De passagem pelo aterro sanitário televisivo, entra-me sala dentro a quinta das celebridades. Gonçalo da Câmara Pereira, mostrava-se alterado, distante do habitual ar folião, voz alterada e expressão de “caso mal resolvido”. Pensei tratar-se da difícil digestão de mais uma expulsão, ao que sei de Elsa Raposo, na véspera. Até que perante a frase “Desculpem mas a mim o Cravo Vermelho dá-me vómitos.”, descobri que a indigestão do fadista é bem mais antiga. Tem trinta e um anos. Ele contextualizou: “Eu fiz o 25 de Abril, um dos meus irmão estava na coluna do Salgueiro Maia, e eu estava no quartel. Depois do 25 de Abril fomos para Angola e quando regressámos, a minha família tinha sido expropriada das herdades. Ficámos sem nada, até fome passámos. Por isso, a mim, o Cravo Vermelho dá-me vómitos”. A revolta do fadista foi provocada pela distribuição de cravos na noite de 24 de Abril aos concorrentes de tão democrático concurso.

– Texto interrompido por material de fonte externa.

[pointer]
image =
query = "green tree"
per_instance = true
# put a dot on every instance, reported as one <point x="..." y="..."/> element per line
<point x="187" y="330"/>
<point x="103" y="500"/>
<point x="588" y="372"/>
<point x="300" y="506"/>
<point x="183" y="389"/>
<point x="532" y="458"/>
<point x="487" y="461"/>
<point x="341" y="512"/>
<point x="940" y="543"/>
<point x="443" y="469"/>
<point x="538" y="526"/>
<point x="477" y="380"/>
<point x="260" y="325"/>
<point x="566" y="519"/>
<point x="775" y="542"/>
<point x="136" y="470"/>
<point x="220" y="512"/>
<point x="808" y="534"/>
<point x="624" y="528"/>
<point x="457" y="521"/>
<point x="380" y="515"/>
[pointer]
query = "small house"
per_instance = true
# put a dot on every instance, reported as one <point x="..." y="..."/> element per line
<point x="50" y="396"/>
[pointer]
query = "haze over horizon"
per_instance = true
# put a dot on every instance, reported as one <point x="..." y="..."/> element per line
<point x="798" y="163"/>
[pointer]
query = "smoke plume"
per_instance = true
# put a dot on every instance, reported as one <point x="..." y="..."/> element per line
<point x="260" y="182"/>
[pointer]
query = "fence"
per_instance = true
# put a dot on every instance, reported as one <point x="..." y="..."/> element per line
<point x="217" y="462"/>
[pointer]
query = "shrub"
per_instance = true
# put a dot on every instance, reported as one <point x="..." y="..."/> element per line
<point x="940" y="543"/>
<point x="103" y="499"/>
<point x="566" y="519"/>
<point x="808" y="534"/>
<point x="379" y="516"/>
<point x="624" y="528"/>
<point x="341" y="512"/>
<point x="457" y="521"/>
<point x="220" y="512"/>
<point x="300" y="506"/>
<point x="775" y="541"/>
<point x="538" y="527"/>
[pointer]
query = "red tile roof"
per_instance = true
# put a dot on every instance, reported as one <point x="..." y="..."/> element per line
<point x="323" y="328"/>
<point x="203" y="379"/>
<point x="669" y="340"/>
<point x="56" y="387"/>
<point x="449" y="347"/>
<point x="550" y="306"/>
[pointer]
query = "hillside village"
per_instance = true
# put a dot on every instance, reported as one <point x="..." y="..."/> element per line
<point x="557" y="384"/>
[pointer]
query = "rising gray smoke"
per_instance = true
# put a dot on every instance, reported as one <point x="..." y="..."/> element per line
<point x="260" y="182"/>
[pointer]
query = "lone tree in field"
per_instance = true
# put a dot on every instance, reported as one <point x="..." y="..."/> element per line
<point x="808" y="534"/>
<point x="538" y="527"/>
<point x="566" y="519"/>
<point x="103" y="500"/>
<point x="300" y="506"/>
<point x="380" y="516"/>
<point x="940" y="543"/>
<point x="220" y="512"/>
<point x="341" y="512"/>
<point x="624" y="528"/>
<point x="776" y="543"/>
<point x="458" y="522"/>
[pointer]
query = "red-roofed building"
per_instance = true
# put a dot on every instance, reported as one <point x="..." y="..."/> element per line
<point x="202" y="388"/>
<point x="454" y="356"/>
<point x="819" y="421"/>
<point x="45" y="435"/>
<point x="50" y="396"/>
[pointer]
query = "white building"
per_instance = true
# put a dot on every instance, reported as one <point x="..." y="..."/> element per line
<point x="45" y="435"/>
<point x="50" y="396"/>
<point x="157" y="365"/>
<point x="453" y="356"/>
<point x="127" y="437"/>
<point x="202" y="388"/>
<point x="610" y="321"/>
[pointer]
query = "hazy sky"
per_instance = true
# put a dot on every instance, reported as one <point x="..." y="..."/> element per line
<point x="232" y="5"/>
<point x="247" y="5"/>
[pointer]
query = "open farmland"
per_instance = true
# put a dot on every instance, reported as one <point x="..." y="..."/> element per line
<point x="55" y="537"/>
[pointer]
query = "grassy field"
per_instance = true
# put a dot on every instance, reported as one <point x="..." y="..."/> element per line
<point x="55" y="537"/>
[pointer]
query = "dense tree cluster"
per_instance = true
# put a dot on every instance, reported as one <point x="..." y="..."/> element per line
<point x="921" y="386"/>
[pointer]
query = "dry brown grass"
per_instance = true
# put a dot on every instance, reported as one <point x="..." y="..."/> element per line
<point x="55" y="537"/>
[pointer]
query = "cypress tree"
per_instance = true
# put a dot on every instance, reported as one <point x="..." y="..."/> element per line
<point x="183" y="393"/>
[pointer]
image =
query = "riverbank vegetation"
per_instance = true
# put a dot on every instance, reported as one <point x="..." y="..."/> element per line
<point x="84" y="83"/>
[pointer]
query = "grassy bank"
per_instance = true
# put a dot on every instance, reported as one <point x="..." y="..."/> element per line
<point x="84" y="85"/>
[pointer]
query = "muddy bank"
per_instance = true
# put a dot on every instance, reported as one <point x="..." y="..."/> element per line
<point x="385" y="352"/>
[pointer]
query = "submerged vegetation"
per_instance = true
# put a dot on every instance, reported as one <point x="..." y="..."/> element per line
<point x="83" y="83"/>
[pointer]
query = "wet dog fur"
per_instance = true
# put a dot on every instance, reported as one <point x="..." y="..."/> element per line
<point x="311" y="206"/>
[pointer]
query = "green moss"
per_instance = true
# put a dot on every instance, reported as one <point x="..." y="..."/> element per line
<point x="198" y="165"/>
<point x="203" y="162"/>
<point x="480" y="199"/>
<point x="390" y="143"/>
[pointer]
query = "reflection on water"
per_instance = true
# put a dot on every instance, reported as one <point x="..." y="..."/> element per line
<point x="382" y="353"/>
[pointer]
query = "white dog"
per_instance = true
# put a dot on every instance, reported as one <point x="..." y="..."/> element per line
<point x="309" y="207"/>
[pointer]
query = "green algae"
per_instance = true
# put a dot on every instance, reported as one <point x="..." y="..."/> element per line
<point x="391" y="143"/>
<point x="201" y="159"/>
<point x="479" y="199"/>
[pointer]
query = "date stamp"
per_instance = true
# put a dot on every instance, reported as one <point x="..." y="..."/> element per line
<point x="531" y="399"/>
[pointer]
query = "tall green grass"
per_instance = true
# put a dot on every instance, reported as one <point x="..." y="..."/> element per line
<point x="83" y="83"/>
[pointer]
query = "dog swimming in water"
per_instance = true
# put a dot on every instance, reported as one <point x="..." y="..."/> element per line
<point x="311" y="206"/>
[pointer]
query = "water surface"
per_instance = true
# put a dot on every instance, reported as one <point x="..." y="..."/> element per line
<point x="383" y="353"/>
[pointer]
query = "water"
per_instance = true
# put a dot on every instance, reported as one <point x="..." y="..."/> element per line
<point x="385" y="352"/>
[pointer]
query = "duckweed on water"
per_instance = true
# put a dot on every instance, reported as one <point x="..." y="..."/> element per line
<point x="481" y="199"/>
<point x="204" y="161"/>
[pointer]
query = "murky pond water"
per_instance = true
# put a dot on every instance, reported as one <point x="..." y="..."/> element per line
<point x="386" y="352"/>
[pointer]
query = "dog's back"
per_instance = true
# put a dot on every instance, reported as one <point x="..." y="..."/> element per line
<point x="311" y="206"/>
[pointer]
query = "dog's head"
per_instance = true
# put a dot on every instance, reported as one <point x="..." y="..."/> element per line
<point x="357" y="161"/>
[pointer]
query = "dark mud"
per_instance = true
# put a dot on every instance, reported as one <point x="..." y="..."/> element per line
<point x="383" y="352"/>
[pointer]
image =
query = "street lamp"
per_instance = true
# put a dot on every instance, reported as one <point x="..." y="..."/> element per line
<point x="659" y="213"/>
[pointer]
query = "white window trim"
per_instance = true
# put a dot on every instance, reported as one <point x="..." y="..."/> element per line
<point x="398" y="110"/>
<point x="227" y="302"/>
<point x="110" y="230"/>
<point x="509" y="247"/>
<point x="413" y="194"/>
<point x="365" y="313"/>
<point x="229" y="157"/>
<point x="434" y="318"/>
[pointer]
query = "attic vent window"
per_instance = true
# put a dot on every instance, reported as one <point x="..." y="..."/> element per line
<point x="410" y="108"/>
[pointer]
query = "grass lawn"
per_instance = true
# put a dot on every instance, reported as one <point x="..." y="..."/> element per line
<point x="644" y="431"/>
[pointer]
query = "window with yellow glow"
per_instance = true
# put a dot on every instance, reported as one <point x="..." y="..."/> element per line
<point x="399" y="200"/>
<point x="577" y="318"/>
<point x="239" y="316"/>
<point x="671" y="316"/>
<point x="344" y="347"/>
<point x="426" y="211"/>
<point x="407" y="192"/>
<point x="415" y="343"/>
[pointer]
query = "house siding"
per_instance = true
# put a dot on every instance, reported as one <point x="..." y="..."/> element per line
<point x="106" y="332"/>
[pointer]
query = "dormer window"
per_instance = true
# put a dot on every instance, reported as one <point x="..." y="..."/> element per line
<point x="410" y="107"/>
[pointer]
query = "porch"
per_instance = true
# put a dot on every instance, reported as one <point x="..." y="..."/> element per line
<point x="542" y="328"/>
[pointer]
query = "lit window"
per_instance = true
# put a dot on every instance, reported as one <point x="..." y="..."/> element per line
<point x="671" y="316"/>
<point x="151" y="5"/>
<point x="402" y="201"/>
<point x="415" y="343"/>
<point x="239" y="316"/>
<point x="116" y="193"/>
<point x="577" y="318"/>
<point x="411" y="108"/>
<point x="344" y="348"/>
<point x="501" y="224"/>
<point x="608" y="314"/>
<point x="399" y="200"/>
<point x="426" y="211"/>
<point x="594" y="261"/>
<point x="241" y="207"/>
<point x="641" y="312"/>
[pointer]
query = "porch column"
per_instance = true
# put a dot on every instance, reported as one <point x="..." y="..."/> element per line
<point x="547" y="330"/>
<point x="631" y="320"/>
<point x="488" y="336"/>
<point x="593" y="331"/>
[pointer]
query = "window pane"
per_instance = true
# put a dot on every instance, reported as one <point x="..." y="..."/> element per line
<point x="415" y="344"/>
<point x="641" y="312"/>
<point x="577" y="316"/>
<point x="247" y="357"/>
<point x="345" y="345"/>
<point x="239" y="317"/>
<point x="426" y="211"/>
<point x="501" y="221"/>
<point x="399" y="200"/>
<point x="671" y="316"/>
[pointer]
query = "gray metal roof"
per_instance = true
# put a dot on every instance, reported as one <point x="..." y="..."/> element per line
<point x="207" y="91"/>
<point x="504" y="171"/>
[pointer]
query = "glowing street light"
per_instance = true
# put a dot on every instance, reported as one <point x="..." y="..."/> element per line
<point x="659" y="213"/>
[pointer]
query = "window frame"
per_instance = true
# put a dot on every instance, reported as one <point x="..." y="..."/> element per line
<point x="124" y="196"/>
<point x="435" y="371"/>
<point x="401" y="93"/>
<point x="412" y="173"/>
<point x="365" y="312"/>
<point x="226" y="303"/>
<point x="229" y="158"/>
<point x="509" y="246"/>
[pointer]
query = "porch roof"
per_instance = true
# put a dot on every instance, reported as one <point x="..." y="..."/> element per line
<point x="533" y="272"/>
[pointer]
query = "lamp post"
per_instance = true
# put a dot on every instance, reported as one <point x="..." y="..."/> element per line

Sou o primeiro a admitir que o período pós revolucionário é rico em excessos, resultado óbvio da contenção de décadas, das ideias reprimidas e perseguidas, da imensa (mas nunca demais) liberdade reconquistada. E dos excessos, surgem os contra excessos, também em formatos pouco recomendáveis aos nossos sensatos olhos.
Não arranjo justificação para muito do que se fez em nome da Revolução de Abril. Acho tacanha, redutora e, por vezes, muito conveniente, a confusão entre a conquista da liberdade e os excessos cometidos em nome dessa liberdade. È mesquinho, e no mínimo, desinteligente.
Aproveito para radicalizar o raciocínio.
Jesus Cristo morreu pelos homens, por todos nós. Trouxe ao mundo uma boa nova, trouxe esperança e ensinou-nos o amor a Deus e aos Homens. Em nome de Jesus Cristo, da fé e da Igreja Católica, já se cometeram todo o tipo de atrocidades. O princípio básico mantém-se o mesmo: amar a Deus e ao próximo. Em nome deste amor já se guerreou, já se colonizaram continentes sem qualquer respeito por quem neles já habitava, já se colocou o sol na órbita da terra, já se queimaram os pensamentos contraditórios. Não acredito que o fadista sinta vómitos perante qualquer símbolo religioso, nem acho que o deva fazer. O essencial é a revolução no coração dos homens trazida por Jesus Cristo. O que se fez em nome dessa revolução deve ser objecto de reflexão para que não se repitam os mesmos erros. Com Abril, e com os Cravos Vermelhos a separação é exactamente pelo mesmo tracejado.